For some people, that seems like a no-brainer, right? If you’re dating someone, it makes sense to spend time with them, but if your person works odds hours or is gone for days at a time, getting that time in can be difficult. Even more so, when they don’t understand your need for it. Their idea of wooing you could be lavish gifts, and suddenly, you’re living out the My Love Don’t Cost a Thing video.
This is where intentionality becomes everything. Paying attention to your person is an act of love. Even though we’re hell-bent on boxing it up to feelings, love is an action. It’s a conscious decision you have to make constantly. So the questions become how much of your time are you giving them? How thoughtful are your gifts or touches? In what ways do you affirm them with your words or service so they feel valued?
Tapping into someone’s love language does more for them than it does you, and in doing so, you nourish the healthy parts of your spirit. This might seem difficult, like how do you find out what these are if you’re not one to just ask, but there are several cute ways to do this regardless of where you are in your relationship.
If you’re big on internet dating or zoom dates, you could just throw it into the mix. Play a game like 21 questions or buy the Love Language card game and swap answers. Not only does that create a bonding moment, but you’re getting the insight that you need. It’s also a major shout to watch them with their inner circle. It’ll be easier to understand what they’re into with the people around them, seeing how they respond to things and what they accept or reject.
Communication is key
When it comes to my relationships, it’s seeing someone try for me! I understand that I can be difficult to uncover so the intentionality and purity in that speak volumes. Sometimes, you have to kick back and just appreciate what people are trying to do. It’s easy to get wrapped up in expectation and ego, and when you let go of appreciation, it becomes a very bumpy ride.
I’ve learnt over time that a major key for this is communication. After trying something, it’s most definitely worth talking it out. Throwing in a few questions to figure out what they did or didn’t like builds a solid basis for next time. On the receiving end, go out of your way to let them know you value their time and effort. If they don’t ask, let them know especially what your favourite part was, how it made you feel and why.

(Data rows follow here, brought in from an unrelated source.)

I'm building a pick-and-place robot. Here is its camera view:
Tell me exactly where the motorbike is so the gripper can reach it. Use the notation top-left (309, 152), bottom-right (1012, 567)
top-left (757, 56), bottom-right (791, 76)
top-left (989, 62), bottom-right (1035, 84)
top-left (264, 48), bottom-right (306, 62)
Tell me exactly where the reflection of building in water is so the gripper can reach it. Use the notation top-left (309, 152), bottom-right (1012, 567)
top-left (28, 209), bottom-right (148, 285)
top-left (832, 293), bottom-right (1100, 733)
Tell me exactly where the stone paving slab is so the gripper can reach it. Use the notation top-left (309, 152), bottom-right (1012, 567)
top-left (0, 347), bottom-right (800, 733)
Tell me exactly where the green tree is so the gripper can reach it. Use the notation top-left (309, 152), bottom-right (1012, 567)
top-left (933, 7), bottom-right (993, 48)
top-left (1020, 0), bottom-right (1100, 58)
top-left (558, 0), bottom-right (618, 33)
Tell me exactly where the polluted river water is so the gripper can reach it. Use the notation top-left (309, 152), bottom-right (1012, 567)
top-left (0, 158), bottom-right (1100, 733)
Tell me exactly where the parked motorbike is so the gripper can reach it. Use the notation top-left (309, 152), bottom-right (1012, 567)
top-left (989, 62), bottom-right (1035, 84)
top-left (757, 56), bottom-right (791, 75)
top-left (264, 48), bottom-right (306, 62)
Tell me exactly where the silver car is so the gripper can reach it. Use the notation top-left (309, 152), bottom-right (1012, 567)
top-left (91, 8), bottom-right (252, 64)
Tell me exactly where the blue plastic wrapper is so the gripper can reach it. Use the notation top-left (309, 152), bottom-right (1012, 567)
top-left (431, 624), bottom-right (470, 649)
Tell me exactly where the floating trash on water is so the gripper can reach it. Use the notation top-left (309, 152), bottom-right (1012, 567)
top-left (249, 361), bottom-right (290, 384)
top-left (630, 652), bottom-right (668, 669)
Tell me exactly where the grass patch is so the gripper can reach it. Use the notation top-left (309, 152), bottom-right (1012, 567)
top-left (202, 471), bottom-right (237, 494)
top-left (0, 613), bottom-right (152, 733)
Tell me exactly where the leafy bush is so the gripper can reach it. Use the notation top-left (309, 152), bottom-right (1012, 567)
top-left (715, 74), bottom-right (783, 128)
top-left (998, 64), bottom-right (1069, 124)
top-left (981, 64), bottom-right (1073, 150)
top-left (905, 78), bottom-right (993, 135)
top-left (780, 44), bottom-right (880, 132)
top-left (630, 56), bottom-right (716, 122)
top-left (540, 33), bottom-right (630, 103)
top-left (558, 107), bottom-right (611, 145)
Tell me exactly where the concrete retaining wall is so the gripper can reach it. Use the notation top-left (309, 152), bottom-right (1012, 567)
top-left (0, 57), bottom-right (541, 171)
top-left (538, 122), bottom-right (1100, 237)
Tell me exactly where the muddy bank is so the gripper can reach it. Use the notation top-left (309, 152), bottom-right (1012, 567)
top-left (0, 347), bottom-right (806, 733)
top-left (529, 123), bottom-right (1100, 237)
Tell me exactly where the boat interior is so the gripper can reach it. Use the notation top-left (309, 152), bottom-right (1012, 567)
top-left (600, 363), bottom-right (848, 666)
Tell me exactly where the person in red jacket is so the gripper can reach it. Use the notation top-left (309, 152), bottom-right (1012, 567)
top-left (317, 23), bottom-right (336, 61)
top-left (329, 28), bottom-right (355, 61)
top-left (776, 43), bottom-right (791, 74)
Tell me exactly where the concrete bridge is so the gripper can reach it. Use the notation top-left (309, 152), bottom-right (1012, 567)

Even when you need to communicate what isn’t working, or something you dislike, remember to do that in love. Be respectful, be kind and be open to what they have to say. Keep it in mind that they may be trying their best and it takes time to unlearn and regenerate patterns, but don’t be afraid to express yourself.
And most importantly, as you practise loving them, make sure you’re doing the same for yourself. Taking care of you the same way you would take care of them is part of your journey to a healthy dynamic. Just keep in consideration:
How do you receive love?
How do you communicate your love to the people around you?
What does love mean to your partner?
What are their love languages?
In what ways do they make you feel loved and valued?
How do you both show appreciation for each others’ effort?
Remember: Have fun with it. Don’t overthink it. Don’t over plan things. Just follow your instinct and give your gut the credit it deserves.